CheatsheetMatplotlib
Matplotlib is a Python data visualization library used to create high-quality static, animated, and interactive visualizations in Python. It is one of the most widely used libraries for data visualization in Python and provides a variety of tools for creating a wide range of visualizations such as line plots, scatter plots, bar plots, histograms, and more. Matplotlib allows users to create publication-quality visualizations with a minimal amount of code, and also provides a great deal of customization options for more advanced users.
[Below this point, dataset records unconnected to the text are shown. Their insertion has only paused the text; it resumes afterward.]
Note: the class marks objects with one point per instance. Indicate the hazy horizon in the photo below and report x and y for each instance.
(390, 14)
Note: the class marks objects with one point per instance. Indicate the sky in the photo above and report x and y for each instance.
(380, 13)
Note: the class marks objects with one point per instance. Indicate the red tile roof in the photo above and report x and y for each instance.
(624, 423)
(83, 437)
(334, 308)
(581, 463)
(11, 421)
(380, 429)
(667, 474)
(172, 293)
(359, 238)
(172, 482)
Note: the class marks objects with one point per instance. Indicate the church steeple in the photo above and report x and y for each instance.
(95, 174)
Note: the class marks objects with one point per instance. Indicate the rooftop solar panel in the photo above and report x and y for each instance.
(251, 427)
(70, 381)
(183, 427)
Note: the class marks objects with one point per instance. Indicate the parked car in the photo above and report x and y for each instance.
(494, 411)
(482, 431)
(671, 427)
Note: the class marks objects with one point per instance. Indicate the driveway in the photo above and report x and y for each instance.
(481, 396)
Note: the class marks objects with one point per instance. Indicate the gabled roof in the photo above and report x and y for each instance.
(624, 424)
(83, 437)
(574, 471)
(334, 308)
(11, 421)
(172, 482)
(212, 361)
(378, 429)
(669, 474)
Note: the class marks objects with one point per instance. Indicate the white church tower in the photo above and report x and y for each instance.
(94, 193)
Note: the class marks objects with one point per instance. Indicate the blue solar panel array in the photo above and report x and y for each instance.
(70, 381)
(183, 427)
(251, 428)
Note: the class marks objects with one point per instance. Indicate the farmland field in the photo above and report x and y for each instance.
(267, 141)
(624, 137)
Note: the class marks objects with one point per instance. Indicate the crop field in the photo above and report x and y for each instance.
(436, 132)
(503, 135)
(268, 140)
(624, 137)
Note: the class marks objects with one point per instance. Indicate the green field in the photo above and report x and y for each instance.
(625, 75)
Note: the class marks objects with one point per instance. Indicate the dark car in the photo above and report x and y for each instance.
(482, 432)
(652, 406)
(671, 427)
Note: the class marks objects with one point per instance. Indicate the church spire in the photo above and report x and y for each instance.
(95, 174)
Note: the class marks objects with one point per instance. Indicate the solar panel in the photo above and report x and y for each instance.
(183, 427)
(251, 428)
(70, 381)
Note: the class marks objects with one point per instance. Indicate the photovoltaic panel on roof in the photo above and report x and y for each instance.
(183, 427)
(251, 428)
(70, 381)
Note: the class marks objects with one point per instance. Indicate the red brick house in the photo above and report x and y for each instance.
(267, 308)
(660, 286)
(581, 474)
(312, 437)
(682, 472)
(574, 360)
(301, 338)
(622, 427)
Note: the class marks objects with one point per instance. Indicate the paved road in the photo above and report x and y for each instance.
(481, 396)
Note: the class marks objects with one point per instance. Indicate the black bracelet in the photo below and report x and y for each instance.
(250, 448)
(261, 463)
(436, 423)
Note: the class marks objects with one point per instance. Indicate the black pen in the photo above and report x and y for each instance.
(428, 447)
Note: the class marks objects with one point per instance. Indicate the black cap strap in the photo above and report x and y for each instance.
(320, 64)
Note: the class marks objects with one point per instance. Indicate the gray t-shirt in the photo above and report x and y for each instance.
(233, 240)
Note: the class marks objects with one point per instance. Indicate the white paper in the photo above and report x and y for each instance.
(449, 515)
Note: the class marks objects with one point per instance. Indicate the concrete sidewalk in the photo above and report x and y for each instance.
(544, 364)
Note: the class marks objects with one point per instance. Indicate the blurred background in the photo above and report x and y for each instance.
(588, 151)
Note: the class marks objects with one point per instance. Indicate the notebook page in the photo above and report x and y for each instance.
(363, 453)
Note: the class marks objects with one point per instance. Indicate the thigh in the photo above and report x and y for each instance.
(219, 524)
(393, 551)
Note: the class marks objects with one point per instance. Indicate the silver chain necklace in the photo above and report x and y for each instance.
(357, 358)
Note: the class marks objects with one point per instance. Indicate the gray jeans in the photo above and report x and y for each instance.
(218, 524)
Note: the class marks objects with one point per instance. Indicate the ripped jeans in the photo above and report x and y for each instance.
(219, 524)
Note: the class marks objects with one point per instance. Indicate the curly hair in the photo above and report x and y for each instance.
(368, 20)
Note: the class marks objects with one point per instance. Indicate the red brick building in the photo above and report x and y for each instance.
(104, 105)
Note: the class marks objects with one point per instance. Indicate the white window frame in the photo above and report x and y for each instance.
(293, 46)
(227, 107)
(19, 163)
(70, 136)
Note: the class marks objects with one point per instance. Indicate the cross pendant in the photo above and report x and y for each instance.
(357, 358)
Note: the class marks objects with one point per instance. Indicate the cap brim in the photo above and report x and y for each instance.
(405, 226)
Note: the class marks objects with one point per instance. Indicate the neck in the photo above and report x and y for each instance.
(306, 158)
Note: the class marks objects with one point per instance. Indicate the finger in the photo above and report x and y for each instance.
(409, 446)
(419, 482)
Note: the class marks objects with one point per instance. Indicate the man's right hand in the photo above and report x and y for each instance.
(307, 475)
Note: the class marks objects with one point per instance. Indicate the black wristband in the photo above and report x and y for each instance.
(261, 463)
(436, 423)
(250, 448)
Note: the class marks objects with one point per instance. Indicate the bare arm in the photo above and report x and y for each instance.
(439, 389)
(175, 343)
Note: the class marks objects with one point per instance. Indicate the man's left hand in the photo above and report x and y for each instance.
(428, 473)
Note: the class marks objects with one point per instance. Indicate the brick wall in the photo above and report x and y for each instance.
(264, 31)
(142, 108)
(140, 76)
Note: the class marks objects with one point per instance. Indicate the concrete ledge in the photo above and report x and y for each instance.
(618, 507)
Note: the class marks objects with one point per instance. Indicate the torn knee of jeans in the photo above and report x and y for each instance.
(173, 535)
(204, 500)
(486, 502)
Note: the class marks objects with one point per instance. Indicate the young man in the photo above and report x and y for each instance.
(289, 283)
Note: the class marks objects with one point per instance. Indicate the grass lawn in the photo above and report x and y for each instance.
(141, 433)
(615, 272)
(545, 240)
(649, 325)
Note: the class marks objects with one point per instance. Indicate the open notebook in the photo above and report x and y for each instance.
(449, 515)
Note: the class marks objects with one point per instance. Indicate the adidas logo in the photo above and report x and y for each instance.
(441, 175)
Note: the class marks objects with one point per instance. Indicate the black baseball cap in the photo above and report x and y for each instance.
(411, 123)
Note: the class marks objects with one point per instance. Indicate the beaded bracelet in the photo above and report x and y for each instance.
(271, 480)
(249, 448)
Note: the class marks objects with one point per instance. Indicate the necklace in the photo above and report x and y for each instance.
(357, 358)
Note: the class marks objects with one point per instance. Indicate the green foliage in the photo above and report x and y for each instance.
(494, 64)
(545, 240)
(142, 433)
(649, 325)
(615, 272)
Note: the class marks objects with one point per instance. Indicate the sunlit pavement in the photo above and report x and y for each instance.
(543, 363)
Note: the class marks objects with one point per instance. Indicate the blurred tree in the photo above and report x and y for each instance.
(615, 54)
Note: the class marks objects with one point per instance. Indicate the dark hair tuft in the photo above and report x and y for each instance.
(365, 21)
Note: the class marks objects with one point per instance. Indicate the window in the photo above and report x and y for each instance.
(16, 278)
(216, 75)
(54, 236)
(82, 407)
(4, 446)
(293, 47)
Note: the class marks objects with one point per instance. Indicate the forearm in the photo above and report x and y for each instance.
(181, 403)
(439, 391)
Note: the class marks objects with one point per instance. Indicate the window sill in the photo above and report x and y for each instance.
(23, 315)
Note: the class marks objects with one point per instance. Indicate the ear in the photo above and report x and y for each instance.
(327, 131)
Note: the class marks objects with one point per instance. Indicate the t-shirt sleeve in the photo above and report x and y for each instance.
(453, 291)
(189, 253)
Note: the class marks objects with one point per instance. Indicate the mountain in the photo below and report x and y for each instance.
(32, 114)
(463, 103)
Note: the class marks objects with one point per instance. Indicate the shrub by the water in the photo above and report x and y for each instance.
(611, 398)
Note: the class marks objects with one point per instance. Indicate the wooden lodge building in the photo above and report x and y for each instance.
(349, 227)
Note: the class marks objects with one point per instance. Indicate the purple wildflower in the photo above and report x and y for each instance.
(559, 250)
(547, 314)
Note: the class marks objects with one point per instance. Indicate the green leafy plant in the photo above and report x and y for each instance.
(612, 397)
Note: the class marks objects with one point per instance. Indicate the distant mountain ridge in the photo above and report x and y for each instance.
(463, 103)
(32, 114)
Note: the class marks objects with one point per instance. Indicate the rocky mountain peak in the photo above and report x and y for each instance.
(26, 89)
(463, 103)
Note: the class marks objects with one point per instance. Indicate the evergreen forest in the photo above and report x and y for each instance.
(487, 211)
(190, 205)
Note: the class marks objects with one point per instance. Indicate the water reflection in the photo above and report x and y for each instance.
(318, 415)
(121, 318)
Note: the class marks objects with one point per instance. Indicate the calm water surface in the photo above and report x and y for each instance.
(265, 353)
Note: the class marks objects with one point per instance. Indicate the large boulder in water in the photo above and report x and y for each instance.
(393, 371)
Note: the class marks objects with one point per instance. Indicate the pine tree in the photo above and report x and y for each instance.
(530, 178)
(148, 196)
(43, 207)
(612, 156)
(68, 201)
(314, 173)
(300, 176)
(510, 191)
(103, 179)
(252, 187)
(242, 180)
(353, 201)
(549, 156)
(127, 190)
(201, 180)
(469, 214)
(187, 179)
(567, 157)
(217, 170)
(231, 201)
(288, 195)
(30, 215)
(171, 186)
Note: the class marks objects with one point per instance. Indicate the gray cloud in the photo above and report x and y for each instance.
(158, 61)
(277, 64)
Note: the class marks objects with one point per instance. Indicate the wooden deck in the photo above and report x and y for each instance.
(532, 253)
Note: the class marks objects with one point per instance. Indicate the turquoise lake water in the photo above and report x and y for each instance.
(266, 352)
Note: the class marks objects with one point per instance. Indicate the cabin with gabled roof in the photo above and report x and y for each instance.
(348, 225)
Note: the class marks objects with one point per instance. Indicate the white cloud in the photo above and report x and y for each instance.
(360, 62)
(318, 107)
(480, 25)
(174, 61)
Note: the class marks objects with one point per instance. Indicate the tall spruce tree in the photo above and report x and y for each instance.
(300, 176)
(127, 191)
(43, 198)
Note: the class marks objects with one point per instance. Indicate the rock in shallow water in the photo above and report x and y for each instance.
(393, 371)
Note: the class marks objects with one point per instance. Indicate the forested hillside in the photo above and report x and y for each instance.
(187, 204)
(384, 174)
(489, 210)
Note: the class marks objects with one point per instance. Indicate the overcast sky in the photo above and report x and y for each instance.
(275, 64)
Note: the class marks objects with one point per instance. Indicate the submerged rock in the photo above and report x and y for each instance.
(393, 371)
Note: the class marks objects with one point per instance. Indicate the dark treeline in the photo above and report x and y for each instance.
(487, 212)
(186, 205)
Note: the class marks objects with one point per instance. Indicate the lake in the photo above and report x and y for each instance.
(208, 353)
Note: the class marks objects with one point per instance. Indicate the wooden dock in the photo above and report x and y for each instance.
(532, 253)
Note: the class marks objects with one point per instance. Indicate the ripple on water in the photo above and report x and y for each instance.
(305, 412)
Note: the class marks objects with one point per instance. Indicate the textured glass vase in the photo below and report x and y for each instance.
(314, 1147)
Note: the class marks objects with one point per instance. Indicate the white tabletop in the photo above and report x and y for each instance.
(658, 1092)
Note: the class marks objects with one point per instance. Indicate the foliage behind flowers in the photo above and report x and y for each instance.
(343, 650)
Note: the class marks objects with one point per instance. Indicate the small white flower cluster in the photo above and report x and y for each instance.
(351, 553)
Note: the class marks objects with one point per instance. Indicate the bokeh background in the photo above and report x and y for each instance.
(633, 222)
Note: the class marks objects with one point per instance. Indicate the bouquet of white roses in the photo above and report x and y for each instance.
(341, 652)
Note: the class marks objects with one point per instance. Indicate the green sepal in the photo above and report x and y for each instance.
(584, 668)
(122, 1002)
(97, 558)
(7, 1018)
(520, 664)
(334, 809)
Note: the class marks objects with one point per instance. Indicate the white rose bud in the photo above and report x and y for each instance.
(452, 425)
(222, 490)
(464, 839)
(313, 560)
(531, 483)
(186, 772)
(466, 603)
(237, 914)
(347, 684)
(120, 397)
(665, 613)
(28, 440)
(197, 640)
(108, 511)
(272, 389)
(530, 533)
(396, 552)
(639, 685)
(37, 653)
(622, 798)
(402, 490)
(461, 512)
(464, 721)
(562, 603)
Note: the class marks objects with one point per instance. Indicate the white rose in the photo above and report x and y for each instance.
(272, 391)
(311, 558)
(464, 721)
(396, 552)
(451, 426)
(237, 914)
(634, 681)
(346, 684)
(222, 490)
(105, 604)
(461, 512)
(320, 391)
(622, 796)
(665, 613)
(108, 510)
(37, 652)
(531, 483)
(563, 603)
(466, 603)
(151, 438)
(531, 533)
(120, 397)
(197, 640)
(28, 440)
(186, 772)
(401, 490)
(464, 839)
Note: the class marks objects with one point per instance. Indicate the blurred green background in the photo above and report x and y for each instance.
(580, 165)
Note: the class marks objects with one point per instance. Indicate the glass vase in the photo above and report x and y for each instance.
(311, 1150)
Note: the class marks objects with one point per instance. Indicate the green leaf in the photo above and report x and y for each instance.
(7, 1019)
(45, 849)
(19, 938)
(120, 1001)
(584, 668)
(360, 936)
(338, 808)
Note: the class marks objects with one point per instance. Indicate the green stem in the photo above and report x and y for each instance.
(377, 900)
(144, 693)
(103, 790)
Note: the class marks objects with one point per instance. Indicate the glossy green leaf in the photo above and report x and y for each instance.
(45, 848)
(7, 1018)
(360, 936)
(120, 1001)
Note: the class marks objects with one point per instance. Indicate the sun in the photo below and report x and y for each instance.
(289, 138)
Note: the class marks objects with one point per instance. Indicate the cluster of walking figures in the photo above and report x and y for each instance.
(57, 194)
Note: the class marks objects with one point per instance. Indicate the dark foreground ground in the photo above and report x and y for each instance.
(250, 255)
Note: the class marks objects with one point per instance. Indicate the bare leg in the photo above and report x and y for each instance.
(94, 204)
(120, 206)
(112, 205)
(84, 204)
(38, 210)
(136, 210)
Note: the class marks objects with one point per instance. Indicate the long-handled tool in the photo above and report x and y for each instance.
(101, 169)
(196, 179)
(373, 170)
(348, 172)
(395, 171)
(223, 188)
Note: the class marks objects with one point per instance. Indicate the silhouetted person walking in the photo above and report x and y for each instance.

The library is highly extensible and can be integrated with other Python libraries, making it a powerful tool for data visualization and analysis.
Basic Usage
Import
import matplotlib.pyplot as plt
Simple Example
The following example shows how to plot a simple sine wave using numpy and matplotlib.
import numpy as np
import matplotlib.pyplot as plt
fs = 0.01 # sampling frequency
n = np.arange(100) # create and array with evenly spaced values within [0, 100) with step 1
t = n/fs
x = np.sin(2*np.pi*5*t)
plt.plot(t, x)
plt.xlabel('time [s]')
plt.show()
You can superpose multiple plots by calling plot several times.
import numpy as np
import matplotlib.pyplot as plt
fs = 0.01 # sampling frequency
n = np.arange(100) # create and array with evenly spaced values within [0, 100) with step 1
t = n/fs
x1 = np.sin(2*np.pi*5*t)
x2 = np.cos(2*np.pi*5*t)
plt.plot(t, x1, label="sin")
plt.plot(t, x2, label="cos")
plt.xlabel('time [s]')
plt.legend() # add a legend
plt.show()
Copy & Paste Plots
Analysis of LTI systems
Poles and Zeros Diagram
import matplotlib.pyplot as plt
from scipy.signal import lti
# create data
sys = lti([-0.5, 1], [1, 1, 1])
poles = sys.poles
zeros = sys.zeros
# create plot
plt.plot(poles.real, poles.imag, "x", label="poles")
plt.plot(zeros.real, zeros.imag, "o", label="zeros")
# update axes (name / type) / add legend
plt.xlabel("Real Part")
plt.ylabel("Imag Part")
plt.legend()
plt.show()
Time response
import matplotlib.pyplot as plt
from scipy.signal import lti
# create data
sys = lti([1], [1, 1])
t, s = sys.step()
# create plot
plt.plot(t, s)
# update axes (name / type) / add legend
plt.xlabel("time [s]")
plt.ylabel("response")
plt.show()
Bode Plot
import matplotlib.pyplot as plt
import numpy as np
from scipy.signal import lti
# create data
sys = lti([1], [1, 1])
w,Hjw = sys.freqresp()
module = np.abs(Hjw)
phase = 180*np.angle(Hjw)/np.pi #convert radian to degree
# create plot
plt.subplot(2,1,1)
plt.loglog(w, module)
plt.ylabel("Magnitude")
plt.grid()
plt.subplot(2,1,2)
plt.semilogx(w, phase)
# update axes (name / type), grid
plt.ylabel("Phase [deg]")
plt.xlabel("w [rad/s]")
plt.grid()
plt.show()